The story revolves around a young family that move into a new home, where one of the sons mysteriously falls into a coma and strange, seemingly paranormal incidents occur following the boy's comatose state. Thinking the house may be haunted, the wife attempts to confide in her husband, who naturally shrugs it off. That is, until one night where the wife is attacked by a malevolent spirit, which also triggers a series of other events that convinces the family to finally GTFO.

After moving into a new home, it's not long before they realize that the evil has followed them over to this new house, so they enlist the help of an old family friend/paranormal investigator to determine the cause and potential reasoning for all this madness. After a little walk around the house, the psychic reveals that their comatose son is attracting evil and malicious spirits, who are using his body as a temporary gateway into our world.

As I said earlier, Insidious has some genuinely creepy scenes in the first half, thanks to its simplicity and excellent use of sounds.
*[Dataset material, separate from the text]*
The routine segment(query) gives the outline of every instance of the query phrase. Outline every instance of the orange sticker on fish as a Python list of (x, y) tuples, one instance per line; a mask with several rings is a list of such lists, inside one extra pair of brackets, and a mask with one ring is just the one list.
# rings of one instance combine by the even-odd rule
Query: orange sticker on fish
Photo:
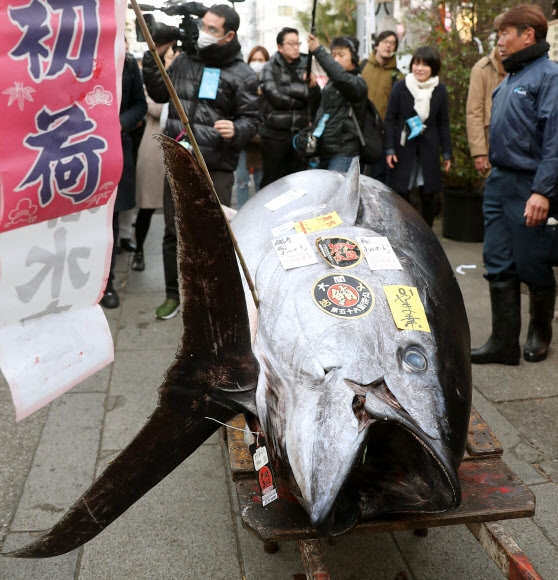
[(294, 227), (299, 234), (311, 234), (320, 230), (329, 230), (335, 226), (340, 226), (342, 223), (343, 220), (337, 215), (337, 212), (332, 211), (309, 220), (295, 222)]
One scene in particular that stands out for me involves a ghost overlooking the baby in its crib -- I definitely got some nice chills going in that scene. However, towards the end of the second half things start to fall apart. The audience is just given way too much at once, causing it to lose a lot of its chilling atmosphere, tension-building, and overall general creepy that was so prominent in the first half.

The problem mostly lies in the last 30-minutes when the father is forced to travel deep into the spirit world known as "The Further" in order to retrieve his boy. Although there were a few somewhat decent scenes, it just seemed like we viewers were shown way too much, especially when it came to the main demon that was looking to possess the boy. This said-demon was somewhat frightening in the bits and pieces we see of him, but by the end of the flick we're shown too much of him, which removed any remaining mystery or potential scares and spookiness the character could've had for the audience. This is especially a problem since the filmmakers decide to have this supposedly badass demonic spirit look like some kind of Darth Maul fanboy.

Despite losing a lot of tension and scares towards the end, Insidious still remains to be one of the better, more original and genuinely scary, recent horror films to hit the big screen. Definitely give this flick a look if you haven't already.